Diablo 3's flexible, switchable skill design owes a lot to World of Warcraft and the evolution of Blizzard's thinking on class design. When WoW launched, class respecs were expensive and hybrids were penalized by default. Druids, for example, could theoretically tank, DPS, or heal, but were treated as though these capabilities gave them an inherent advantage at all times. In reality, Druids who were busy in one role had no time to jump into a different one and were never wearing the proper gear even if they switched assignments mid-fight.

Blizzard eventually abandoned this viewpoint and, over a period of several years, modified Paladins, Shamans, and Druids so that they were able to perform their specific roles as well as the mainstream classes. This has more to do with Diablo III than you might think.

From Static Trees To Flexible Fabric -


Trying to balance the original set of skills before any form of synergy was possible was an ugly job.

Skill scaling in Diablo II was originally a mess. Game mechanics overwhelmingly favored life drain as a healing mechanism. The Barbarian skill Whirlwind, which hit multiple times, is the best example of the problem. There was no viable alternative to using it above Normal difficulty. The only way to make the Barbarian's other late-tree attacks like Berserk viable in the end-game was to completely rethink the role (and need) for vampiric life drain and change how the ability functioned.

Skill scaling was static. If putting a point in a skill increased its damage by 15, putting in a second point had to do the same thing. There was no way to way to increase the damage ramp by a percentage or to add an additional effect at the 5 point or 10 point level. Weapon Masteries -- the skills that gave you a flat percentile buff to your DPS with a specific type of weapon, were an attempt to improve ability scaling.
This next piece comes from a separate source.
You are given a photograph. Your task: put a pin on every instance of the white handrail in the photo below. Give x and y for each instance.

Unfortunately, investing in Mastery meant diverting talent points that could be used to open the later (and better) skills. Blizzard addressed this to a certain degree Patch 1.10 by adding synergy; certain late-game abilities now scale further if you have invested points in earlier skills.

Why Diablo III's Approach is Better -
Diablo III's skill approach dumps the need to carefully invest in a min/max formula in favor of improving player choice. The Skill/Rune system is a far more effective way of accomplishing this goal than anything we achieved in CF or that Blizzard has built into D2.
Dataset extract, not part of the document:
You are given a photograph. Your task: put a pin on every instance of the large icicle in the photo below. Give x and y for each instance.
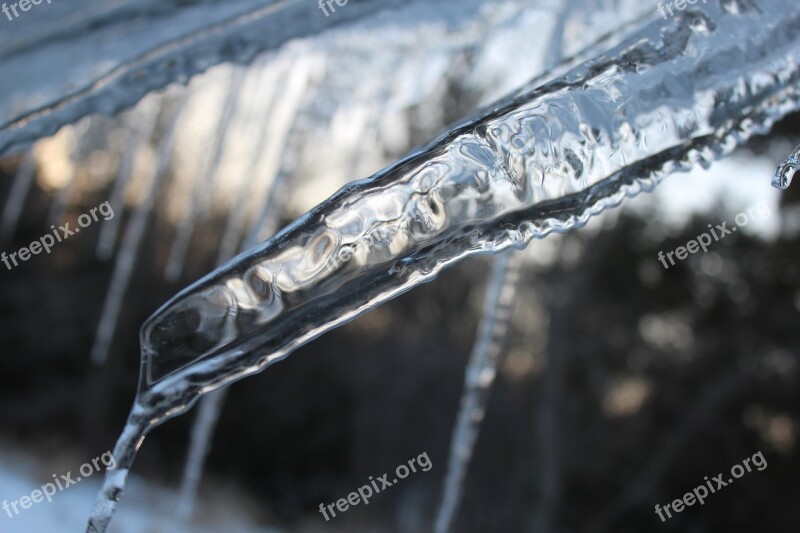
(676, 93)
Consider the core Barbarian ability "Leap." Here are the runes available for Leap, alongside their unlock levels.
  • Iron Impact: Increase your armor for a limited time after landing.
  • Launch: Slow enemies from your takeoff point as you leap into the air.
  • Toppling Impact: Send enemies hurtling away from where you land.
  • Call of Arreat: Draw enemies toward you when you land.
  • Death from Above: Stun enemies at the point of impact.
Depending on player preference, Leap can be used for retreat, improving your defense, crowd control, or a the opening move of a blistering offensive. Leap+DfA combined with Ground Stomp is an effective way to stun a group of monsters for several seconds, while Leap+CoA combined with Cleave guarantees maximum AoE damage. Frenzy, another core Barbarian ability, has runes that launch additional throwing axes, increase fury generation, heal you, or call down bolts of lightning.

Adding Runes keeps early skills from turning stale and replaces the customization that was previously available through assigning Attribute points, and it does so in a way that's tied more directly to game play than investing points in abstract values. Each class has a core attribute that bursts damage; non-core attributes have less of an impact on character scaling.